Bank voles are particularly susceptible to the infectious brain-wasting diseases. That susceptibility stems from the structure of one of the vole’s brain proteins, researchers from the University of California, San Francisco report April 3 in PLOS Pathogens.
Prion diseases include mad cow disease in cattle, scrapie in sheep, chronic wasting disease in deer and several degenerative brain diseases in people, including Creutzfeldt-Jakob disease. They result when a normal brain protein called PrP twists into an abnormal shape known as a prion and remakes other PrP proteins in its disease-causing image. The misshapen proteins clump together and form plaques, killing brain cells in the process.
Normally, one animal’s prion has a hard time corrupting the PrP proteins from other species. That species barrier is higher for some species than for others. For instance, dogs and rabbits don’t get prion diseases under normal circumstances, says study coauthor Joel Watts, a neuroscientist at the University of Toronto.
But bank voles (Myodes glareolus), small mouselike rodents that live in woodlands in Europe and parts of Asia, “are susceptible to every prion disease known to man,” Watts says. That’s true when researchers inject prions directly into the rodents’ brains in the lab; no wild bank vole has ever been diagnosed with a prion disease, he adds.
Watts and his colleagues wondered if this susceptibility resulted from the vole’s physiology — perhaps the animal produces some other protein that helps contort PrP into the brain-killing form — or because of something special about the vole PrP protein itself.

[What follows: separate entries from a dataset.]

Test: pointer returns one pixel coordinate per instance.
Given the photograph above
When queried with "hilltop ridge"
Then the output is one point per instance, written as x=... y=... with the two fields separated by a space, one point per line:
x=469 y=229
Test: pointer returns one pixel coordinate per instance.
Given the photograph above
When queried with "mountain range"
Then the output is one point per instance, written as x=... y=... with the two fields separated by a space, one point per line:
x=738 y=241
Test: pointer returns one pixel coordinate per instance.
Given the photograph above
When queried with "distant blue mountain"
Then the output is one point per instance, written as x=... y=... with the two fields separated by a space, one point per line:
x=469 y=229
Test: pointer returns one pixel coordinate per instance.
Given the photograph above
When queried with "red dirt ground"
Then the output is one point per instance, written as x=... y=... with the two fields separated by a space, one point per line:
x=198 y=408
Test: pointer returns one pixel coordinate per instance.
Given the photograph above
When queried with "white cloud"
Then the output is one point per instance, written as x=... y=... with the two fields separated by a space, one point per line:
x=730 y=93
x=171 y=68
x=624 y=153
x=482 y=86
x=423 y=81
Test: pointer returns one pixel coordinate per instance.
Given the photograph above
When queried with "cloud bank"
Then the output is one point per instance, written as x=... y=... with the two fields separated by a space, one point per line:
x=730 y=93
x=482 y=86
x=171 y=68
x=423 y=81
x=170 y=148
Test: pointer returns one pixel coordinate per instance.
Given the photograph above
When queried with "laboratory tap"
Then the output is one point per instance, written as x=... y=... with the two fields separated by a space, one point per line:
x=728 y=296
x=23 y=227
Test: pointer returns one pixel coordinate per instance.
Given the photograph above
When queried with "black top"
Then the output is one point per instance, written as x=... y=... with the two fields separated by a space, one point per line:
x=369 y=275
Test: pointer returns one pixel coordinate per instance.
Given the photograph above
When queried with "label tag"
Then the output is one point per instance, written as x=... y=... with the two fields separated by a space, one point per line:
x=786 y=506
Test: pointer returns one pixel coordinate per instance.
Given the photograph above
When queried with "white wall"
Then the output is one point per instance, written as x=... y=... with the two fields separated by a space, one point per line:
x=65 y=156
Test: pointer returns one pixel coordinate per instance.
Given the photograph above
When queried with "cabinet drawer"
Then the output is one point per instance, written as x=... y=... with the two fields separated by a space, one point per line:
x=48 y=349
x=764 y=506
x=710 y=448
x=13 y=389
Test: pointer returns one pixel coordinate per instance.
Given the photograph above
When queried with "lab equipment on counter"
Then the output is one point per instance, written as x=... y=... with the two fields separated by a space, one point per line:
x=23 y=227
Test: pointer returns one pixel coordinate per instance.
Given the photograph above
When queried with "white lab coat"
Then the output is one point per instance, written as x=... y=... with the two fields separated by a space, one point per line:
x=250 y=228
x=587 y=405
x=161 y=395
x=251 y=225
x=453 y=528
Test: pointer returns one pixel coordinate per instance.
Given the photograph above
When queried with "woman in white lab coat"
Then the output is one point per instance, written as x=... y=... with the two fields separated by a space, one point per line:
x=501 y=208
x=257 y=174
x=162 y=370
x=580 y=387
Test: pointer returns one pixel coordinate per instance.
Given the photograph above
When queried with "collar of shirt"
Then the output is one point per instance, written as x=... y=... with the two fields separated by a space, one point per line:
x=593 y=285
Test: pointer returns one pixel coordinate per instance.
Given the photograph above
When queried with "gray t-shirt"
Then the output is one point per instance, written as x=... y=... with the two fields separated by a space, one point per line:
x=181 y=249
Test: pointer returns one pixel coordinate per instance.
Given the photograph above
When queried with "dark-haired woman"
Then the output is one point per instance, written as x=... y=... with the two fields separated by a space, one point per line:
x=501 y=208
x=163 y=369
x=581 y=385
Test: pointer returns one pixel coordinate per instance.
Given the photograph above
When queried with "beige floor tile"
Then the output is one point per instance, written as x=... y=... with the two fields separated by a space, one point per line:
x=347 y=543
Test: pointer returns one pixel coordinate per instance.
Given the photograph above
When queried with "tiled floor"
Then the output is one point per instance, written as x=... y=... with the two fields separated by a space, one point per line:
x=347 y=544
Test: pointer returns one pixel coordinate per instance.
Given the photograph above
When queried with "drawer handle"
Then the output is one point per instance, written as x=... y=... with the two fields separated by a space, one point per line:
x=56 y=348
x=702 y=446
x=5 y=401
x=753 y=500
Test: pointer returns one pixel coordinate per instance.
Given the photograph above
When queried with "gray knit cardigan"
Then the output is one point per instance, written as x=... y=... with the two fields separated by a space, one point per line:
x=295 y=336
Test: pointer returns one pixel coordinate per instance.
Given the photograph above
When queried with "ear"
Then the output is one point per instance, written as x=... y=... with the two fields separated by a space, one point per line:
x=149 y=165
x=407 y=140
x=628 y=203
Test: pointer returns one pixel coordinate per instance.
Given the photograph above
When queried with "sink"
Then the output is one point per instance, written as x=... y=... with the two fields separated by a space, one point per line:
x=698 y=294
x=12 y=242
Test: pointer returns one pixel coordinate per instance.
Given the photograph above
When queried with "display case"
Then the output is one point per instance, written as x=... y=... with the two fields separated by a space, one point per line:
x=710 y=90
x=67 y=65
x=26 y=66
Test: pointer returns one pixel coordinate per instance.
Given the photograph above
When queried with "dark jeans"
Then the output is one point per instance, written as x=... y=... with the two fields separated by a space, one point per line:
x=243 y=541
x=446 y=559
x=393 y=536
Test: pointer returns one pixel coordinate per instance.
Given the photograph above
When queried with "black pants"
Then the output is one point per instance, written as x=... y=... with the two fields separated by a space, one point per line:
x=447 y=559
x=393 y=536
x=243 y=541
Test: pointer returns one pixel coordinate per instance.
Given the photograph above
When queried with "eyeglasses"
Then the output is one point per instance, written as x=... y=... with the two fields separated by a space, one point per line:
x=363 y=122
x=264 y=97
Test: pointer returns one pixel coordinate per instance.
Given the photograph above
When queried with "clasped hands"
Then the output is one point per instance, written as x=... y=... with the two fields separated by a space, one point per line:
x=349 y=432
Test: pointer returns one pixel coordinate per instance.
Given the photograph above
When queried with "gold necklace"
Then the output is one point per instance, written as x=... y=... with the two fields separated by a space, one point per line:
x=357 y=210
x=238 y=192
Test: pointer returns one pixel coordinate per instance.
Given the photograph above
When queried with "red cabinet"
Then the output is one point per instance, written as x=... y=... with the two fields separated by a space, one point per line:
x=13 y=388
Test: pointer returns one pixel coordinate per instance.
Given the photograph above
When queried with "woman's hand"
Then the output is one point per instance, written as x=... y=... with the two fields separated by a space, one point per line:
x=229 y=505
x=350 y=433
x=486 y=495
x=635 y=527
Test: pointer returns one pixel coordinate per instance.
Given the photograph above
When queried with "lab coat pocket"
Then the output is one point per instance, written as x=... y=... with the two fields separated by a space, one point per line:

To find out, Watts and his colleagues in Stanley Prusiner’s UCSF lab replaced the PrP protein in mice with the vole version. Researchers then injected infectious prions from any of eight species into the mice’s brains, and animals that produced high levels of vole PrP protein developed neurological diseases. Those results suggest that bank vole PrP is a “universal acceptor” that can adopt the infectious prion form from any species.
Exactly what gives the vole protein its mighty morphing abilities is a mystery. It differs from the normal mouse PrP by only eight amino acids, and, Watts says, “none of them grab you and make you say: Ah! That’s it!”
Mice making high levels of their own PrP are only marginally susceptible to other species’ prion diseases and sometimes don’t contract them at all, Watts says. But mice bearing the vole version of PrP developed prion diseases surprisingly quickly, says David Westaway, a neuroscientist a the University of Alberta in Edmonton, Canada. “That’s a logistical advantage” for researchers studying prion diseases, he says, because it could speed up experiments by months or years and accelerate work toward potential therapies.
“The idea that bank vole PrP might be a ‘universal acceptor’ could be significant for both scientific and practical reasons,” says Surachai Supattapone, a biochemist at the Dartmouth College’s medical school. If prions from any species can really wrench the vole PrP into disease-causing states, researchers could test whether a new neurological disease is a prion disease by injecting brain matter from sick animals into mice carrying the vole proteins. If the mice then develop the disease, there’s a good chance it’s caused by a prion, he suggests.
Such a test would have been useful at the beginning of the mad cow or chronic wasting disease outbreaks, he says. “It would also be useful to detect and study potential cases of prion disease in unusual species, such as zoo animals.”